UMI Scripts - smallRNA_pe_umi_extractor
| Home | Install | Usage | Applications | 
smallRNA_pe_umi_extractor
A script to extract the Unique Molecular Index (UMI) from the second read of a short-read (50 bp) paired-end Qiagen small RNA library. The structure of a typical small RNA paired-end read is as follows:
- 
    R1 tagcttatcagactgatgttga AACTGTAGGCACCATCAAT NNNNNNNNN<--miRNA-------------> <--adapter--------> <--UMI-->
- 
    R2 
 NNNNNNNNNNNN ATTGATGGTGCCTACAGTT tcaacatcagtctgataag<--UMI-----> <--adapter--------> <--miRNA---------->
Since the small RNA insert may be of variable length, the full UMI sequence (12 bp by default) may not be reliably present within the full read length of R1, in which case extracting it from R2 becomes necessary.
The Qiagen adapter is identified in R2 (allowing for mismatches as necessary), the preceding UMI is extracted, and the UMI appended to the read name.
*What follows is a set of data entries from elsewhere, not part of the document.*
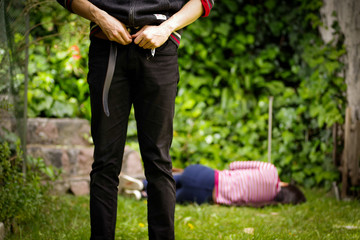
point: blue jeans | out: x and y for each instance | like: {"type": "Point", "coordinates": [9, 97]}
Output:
{"type": "Point", "coordinates": [195, 184]}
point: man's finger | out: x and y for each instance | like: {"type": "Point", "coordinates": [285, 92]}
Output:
{"type": "Point", "coordinates": [148, 45]}
{"type": "Point", "coordinates": [138, 32]}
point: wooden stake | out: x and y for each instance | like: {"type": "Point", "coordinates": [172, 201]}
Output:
{"type": "Point", "coordinates": [271, 99]}
{"type": "Point", "coordinates": [345, 171]}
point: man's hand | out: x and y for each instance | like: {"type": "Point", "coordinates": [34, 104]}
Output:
{"type": "Point", "coordinates": [150, 37]}
{"type": "Point", "coordinates": [113, 28]}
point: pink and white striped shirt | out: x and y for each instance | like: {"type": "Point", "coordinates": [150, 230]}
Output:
{"type": "Point", "coordinates": [247, 182]}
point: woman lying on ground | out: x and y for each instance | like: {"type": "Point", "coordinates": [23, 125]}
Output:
{"type": "Point", "coordinates": [246, 183]}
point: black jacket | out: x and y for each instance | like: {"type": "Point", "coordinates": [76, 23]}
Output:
{"type": "Point", "coordinates": [138, 13]}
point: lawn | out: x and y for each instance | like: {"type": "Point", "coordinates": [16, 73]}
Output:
{"type": "Point", "coordinates": [321, 217]}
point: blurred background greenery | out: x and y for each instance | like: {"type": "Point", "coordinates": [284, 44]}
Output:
{"type": "Point", "coordinates": [230, 64]}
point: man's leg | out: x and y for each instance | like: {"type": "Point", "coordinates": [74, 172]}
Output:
{"type": "Point", "coordinates": [157, 79]}
{"type": "Point", "coordinates": [109, 134]}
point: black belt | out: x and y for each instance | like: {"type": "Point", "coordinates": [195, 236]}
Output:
{"type": "Point", "coordinates": [109, 76]}
{"type": "Point", "coordinates": [111, 68]}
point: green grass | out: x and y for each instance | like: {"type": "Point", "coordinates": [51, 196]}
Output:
{"type": "Point", "coordinates": [321, 217]}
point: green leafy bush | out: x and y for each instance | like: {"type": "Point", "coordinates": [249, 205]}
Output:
{"type": "Point", "coordinates": [21, 196]}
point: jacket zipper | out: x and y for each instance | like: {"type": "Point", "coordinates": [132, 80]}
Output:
{"type": "Point", "coordinates": [131, 15]}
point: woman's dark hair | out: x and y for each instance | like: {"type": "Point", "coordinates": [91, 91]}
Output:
{"type": "Point", "coordinates": [290, 195]}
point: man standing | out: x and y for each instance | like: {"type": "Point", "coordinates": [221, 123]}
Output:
{"type": "Point", "coordinates": [133, 61]}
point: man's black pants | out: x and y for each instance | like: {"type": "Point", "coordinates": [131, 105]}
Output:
{"type": "Point", "coordinates": [149, 83]}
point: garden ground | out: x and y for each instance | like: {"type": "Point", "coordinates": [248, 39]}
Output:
{"type": "Point", "coordinates": [321, 217]}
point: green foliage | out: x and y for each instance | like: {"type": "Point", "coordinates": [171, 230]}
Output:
{"type": "Point", "coordinates": [21, 196]}
{"type": "Point", "coordinates": [230, 62]}
{"type": "Point", "coordinates": [57, 65]}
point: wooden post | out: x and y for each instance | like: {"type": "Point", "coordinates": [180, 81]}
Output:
{"type": "Point", "coordinates": [335, 145]}
{"type": "Point", "coordinates": [345, 171]}
{"type": "Point", "coordinates": [271, 99]}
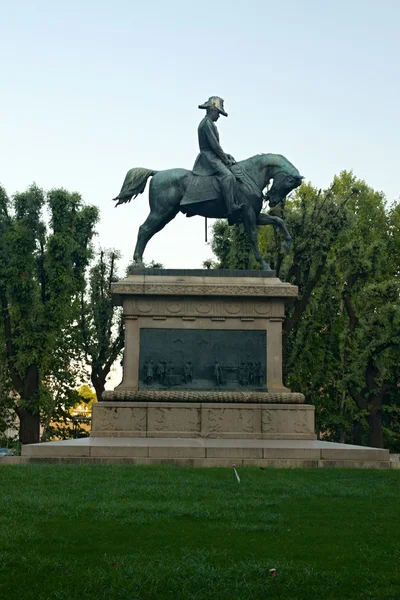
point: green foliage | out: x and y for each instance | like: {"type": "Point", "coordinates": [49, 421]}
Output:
{"type": "Point", "coordinates": [101, 333]}
{"type": "Point", "coordinates": [342, 334]}
{"type": "Point", "coordinates": [166, 533]}
{"type": "Point", "coordinates": [45, 247]}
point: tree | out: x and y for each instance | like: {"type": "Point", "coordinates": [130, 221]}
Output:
{"type": "Point", "coordinates": [341, 335]}
{"type": "Point", "coordinates": [101, 324]}
{"type": "Point", "coordinates": [45, 246]}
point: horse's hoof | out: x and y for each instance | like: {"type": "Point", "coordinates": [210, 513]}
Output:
{"type": "Point", "coordinates": [135, 266]}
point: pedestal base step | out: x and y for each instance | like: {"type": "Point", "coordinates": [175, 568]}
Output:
{"type": "Point", "coordinates": [206, 452]}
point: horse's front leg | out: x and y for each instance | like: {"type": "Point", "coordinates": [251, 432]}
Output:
{"type": "Point", "coordinates": [277, 222]}
{"type": "Point", "coordinates": [250, 225]}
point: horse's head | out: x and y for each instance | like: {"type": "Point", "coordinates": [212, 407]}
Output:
{"type": "Point", "coordinates": [285, 181]}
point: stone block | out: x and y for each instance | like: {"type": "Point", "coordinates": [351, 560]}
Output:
{"type": "Point", "coordinates": [119, 417]}
{"type": "Point", "coordinates": [357, 453]}
{"type": "Point", "coordinates": [234, 452]}
{"type": "Point", "coordinates": [184, 452]}
{"type": "Point", "coordinates": [291, 453]}
{"type": "Point", "coordinates": [288, 463]}
{"type": "Point", "coordinates": [171, 420]}
{"type": "Point", "coordinates": [232, 420]}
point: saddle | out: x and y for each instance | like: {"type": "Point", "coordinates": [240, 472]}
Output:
{"type": "Point", "coordinates": [205, 188]}
{"type": "Point", "coordinates": [201, 189]}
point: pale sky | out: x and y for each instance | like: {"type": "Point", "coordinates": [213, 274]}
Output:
{"type": "Point", "coordinates": [92, 89]}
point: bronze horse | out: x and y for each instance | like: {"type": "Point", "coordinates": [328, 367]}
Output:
{"type": "Point", "coordinates": [168, 189]}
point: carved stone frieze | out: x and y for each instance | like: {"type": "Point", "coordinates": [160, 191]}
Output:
{"type": "Point", "coordinates": [121, 395]}
{"type": "Point", "coordinates": [198, 289]}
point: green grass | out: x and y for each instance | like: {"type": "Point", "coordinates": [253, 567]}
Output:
{"type": "Point", "coordinates": [116, 533]}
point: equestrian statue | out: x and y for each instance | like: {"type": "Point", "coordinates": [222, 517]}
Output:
{"type": "Point", "coordinates": [217, 187]}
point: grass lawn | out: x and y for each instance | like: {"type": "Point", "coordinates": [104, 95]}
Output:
{"type": "Point", "coordinates": [116, 533]}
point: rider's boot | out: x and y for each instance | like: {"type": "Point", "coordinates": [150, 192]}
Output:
{"type": "Point", "coordinates": [232, 208]}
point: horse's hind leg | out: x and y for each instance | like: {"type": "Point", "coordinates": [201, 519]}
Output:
{"type": "Point", "coordinates": [250, 225]}
{"type": "Point", "coordinates": [154, 223]}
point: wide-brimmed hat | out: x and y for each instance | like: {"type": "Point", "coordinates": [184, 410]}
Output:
{"type": "Point", "coordinates": [215, 102]}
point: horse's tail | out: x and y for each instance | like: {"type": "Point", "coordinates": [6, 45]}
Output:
{"type": "Point", "coordinates": [134, 184]}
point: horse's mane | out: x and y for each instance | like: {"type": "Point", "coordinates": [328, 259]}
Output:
{"type": "Point", "coordinates": [271, 159]}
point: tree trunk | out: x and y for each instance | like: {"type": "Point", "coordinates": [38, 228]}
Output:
{"type": "Point", "coordinates": [357, 433]}
{"type": "Point", "coordinates": [375, 437]}
{"type": "Point", "coordinates": [29, 414]}
{"type": "Point", "coordinates": [29, 428]}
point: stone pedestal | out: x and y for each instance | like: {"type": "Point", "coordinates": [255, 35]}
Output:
{"type": "Point", "coordinates": [224, 318]}
{"type": "Point", "coordinates": [199, 324]}
{"type": "Point", "coordinates": [233, 318]}
{"type": "Point", "coordinates": [203, 419]}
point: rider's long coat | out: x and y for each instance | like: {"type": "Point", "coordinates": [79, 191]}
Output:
{"type": "Point", "coordinates": [211, 156]}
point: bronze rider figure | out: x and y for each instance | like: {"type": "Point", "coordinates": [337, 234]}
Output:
{"type": "Point", "coordinates": [212, 160]}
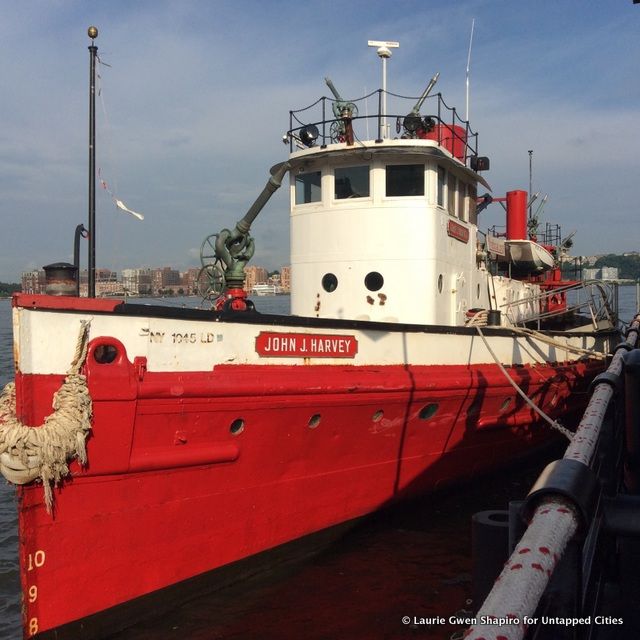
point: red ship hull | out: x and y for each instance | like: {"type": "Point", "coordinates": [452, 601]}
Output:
{"type": "Point", "coordinates": [171, 492]}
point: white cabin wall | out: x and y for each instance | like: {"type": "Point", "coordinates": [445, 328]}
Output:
{"type": "Point", "coordinates": [403, 238]}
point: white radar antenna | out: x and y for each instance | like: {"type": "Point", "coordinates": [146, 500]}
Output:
{"type": "Point", "coordinates": [383, 49]}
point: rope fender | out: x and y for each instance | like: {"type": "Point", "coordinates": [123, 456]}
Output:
{"type": "Point", "coordinates": [42, 453]}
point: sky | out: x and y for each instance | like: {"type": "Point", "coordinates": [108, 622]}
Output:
{"type": "Point", "coordinates": [196, 97]}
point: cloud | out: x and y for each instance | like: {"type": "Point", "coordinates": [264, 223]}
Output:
{"type": "Point", "coordinates": [198, 95]}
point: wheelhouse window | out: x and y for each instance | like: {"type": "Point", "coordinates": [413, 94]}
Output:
{"type": "Point", "coordinates": [308, 187]}
{"type": "Point", "coordinates": [351, 182]}
{"type": "Point", "coordinates": [405, 180]}
{"type": "Point", "coordinates": [451, 195]}
{"type": "Point", "coordinates": [462, 200]}
{"type": "Point", "coordinates": [471, 206]}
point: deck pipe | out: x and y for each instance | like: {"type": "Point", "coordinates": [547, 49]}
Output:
{"type": "Point", "coordinates": [632, 419]}
{"type": "Point", "coordinates": [526, 575]}
{"type": "Point", "coordinates": [517, 215]}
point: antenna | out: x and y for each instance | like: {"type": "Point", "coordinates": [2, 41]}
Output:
{"type": "Point", "coordinates": [383, 51]}
{"type": "Point", "coordinates": [473, 23]}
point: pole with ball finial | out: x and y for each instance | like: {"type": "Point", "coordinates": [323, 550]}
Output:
{"type": "Point", "coordinates": [92, 32]}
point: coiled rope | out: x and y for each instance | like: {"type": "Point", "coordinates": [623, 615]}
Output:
{"type": "Point", "coordinates": [30, 453]}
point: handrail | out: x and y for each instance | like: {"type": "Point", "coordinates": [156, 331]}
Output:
{"type": "Point", "coordinates": [445, 116]}
{"type": "Point", "coordinates": [509, 609]}
{"type": "Point", "coordinates": [599, 309]}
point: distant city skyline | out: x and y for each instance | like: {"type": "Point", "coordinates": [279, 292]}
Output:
{"type": "Point", "coordinates": [156, 280]}
{"type": "Point", "coordinates": [190, 147]}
The Qiagen adapter is also searched for and removed from R1 if present, allowing for mismatches and deletions as necessary.
Only one Fastq file, R1, is written out. Reads with adapter sequence 
in both R2 and R1 is always written to output. Reads with the adapter 
identified only in R2 is written to output or optionally to a second 
file (option --suspect). Reads where the adapter sequence is not found 
in either R2 or R1 may only be written to an optional file (option --fail). 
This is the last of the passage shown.